Skip Melatonin Supplements, and Teach Your Child to Sleep
As more and more parents turn to melatonin to help “cure” their children’s sleep problems, healthcare professionals are pushing back and urging parents not to use these “magic sleeping pills” as a cure-all.
We think this is wise advice. We believe that, with time and plenty of support and help, every baby and toddler can learn to sleep through the night, and to take long and restful naps. A small percentage of children may have a medical need for melatonin supplements, but the vast majority do not.
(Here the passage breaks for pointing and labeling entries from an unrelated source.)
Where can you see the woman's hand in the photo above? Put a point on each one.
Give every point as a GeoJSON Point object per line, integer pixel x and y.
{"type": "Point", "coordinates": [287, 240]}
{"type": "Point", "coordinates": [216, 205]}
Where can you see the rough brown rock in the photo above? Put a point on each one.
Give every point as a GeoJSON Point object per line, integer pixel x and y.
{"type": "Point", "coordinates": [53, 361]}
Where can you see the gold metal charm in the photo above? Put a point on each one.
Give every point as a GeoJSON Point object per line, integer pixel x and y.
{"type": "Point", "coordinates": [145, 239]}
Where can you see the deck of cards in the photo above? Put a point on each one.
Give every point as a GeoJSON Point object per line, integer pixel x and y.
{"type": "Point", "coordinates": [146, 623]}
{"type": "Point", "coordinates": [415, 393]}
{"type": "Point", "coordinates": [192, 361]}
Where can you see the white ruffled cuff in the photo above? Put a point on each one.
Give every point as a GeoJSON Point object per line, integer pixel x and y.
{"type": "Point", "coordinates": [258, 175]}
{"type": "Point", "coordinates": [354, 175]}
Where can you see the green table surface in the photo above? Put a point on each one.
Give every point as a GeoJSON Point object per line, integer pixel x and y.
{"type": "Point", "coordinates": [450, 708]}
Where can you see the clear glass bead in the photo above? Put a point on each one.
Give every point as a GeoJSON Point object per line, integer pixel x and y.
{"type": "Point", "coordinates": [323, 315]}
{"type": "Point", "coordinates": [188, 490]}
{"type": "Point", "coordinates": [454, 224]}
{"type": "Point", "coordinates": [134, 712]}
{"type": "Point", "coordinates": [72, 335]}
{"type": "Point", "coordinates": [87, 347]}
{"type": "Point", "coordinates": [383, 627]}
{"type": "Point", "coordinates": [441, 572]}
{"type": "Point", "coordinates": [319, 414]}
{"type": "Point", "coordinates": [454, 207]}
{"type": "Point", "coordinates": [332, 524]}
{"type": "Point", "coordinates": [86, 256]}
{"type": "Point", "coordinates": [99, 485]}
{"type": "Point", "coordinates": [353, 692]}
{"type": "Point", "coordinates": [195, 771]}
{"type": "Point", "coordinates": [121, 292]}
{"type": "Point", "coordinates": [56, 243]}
For those children, using melatonin to “fix” their sleep problems is not only ineffective, it’s potentially dangerous.
Instead, we urge parents to take the time, and to do the work, to truly solve their children’s sleep problems. This often takes a comprehensive approach – one which takes the whole child into account. Let’s put it this way:
There are many gentle sleep training techniques that can bring a child’s body into harmony, resulting in healthy sleep. We must stop putting a band-aid on a problem, (in this case, a potentially dangerous band-aid). Instead, we need to address the entire child – nutrition, routine, relationships, medical history, family philosophy, temperament, and personal development. This is what we do at the Baby Sleep Site®, and it’s why I’m proud to serve clients here.
In our opinion, the bottom line is this: no supplement is a substitute for healthy sleeping habits.